Inspiration on the Seventh Story

Teaching Inspiration on the Seventh Story


Yesterday I was honoured to have the chance to listen to the Illustrator and writer Shaun Tan at the Seven Stories  centre in Newcastle. I nearly didn’t make it due to a mix up with dates and then  a hurried journey on the same day up from Northampton. But I made it and bagged my front row seat.

Shaun was sitting on the arm of the story chair with his laptop and a projection of” Eric”  one of his only characters that actually has a given name . As people filed in I bagged a front row seat and along with a family next to me had the chance to say hi . Shaun had only arrived in UK that week and the previous night had done his masterclass in Edinburgh. He checked his phone and told us that at home it was midnight .He joked that he might just leave us to talk among ourselves while he caught up on sleep ( I suggested that the story chair looked pretty comfy).

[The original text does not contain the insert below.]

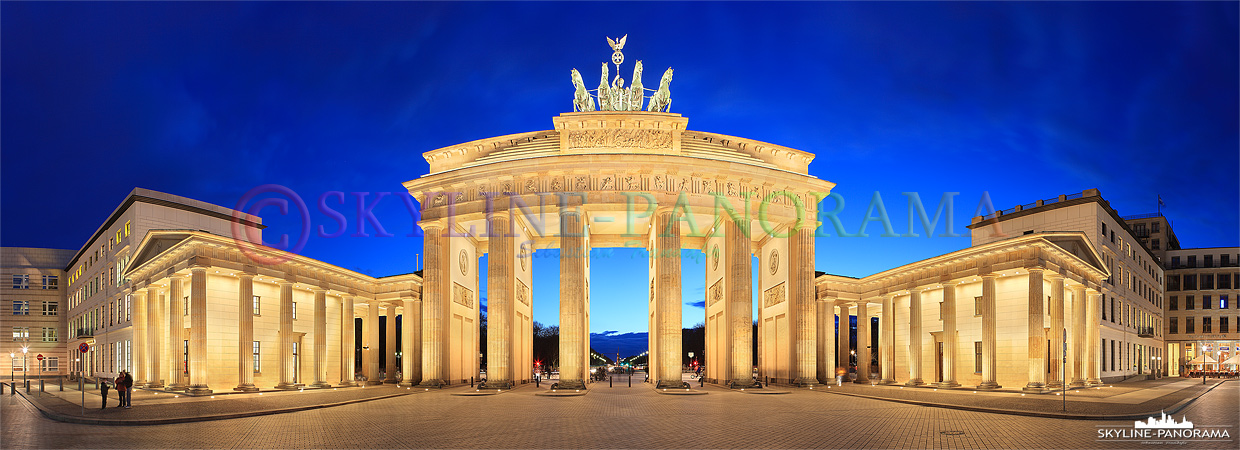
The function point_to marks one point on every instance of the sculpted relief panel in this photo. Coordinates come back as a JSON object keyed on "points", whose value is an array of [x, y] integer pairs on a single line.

Anyway I am waffling- you don’t need to know this stuff , so onwards.

Talking about creativity Shaun said that although he is a fairly disorganised person ( as many creatives are ) , he still has to be methodical to make the magic happen. I read an article a while ago about how Nick Cave goes to the office every day  and writes. I liked the way Shaun said that you need to trust in the wastage .There will be a lot of failures or pieces that for one reason or another do not work out , but this is an essential part of the creative process.


As a teacher I found this interesting in terms of thinking about how the children think about their work and the processes of redrafting and editing. Do I give them enough time for that process of wastage? Does every piece of work need to be pored over ? How do children learn to make the decisions over what is  good ?


Shaun explained how as a child he was encouraged by parents , teachers and his friends .When other kids saw his drawings, they would  praise him and it became a good way of making friends. This reminded me of two boys that I taught last year and how they  functioned within the class as the “ kid who was great at art” and the “kid who was great at inventing characters”.


Talking about how his teachers encouraged him ,he was grateful for teachers who allowed him to draw what he liked  (often violent war machines and sci fi inspired images).

 I must shamefully  admit that, as a teacher ,I have sometimes discouraged pupils from writing about guns and war scenes – Is that fair?  I was actually more worried about what others would say if they saw that in my children’s books than being offended by it myself. Shaun’s teachers   gave him the freedom to experiment .


In terms of telling a story, Shaun talked about how he was more interested  in the unexpected reactions of characters.  For example  Shaun in “the Lost Thing”   quite happily feeds the creature Christmas decorations  from the top of a step ladder.  In fact nobody  in the book reacts strongly to the thing.  As a writer he avoids emotional words and prefers to let the  reader draw their own interpretations of the  story.

Again this made me think . Do we expect children to use too many “wow words”  Do we teach children to over describe everything and  become writers who can paint a picture in the readers’ mind , but create  black and white images. I have no answers , but what Shaun talked about really got me thinking .

That is what I will take away from the event . Shaun gave us an insight into the way he creates his images and stories , but he left me with more questions than answers and that is just the way it should be .

I learnt a lot… ( and I was the primary school teacher!)






2 Comments (+add yours?)

  1. Marjorie (PaperTigers)
    Aug 27, 2011 @ 00:38:07

    It was wonderful, wasn’t it? We were the family sitting next to you, and I would have said hello properly afterwards but a small person needed to get moving… Great to read you post. Yes, some really thought-provoking things to get our heads round.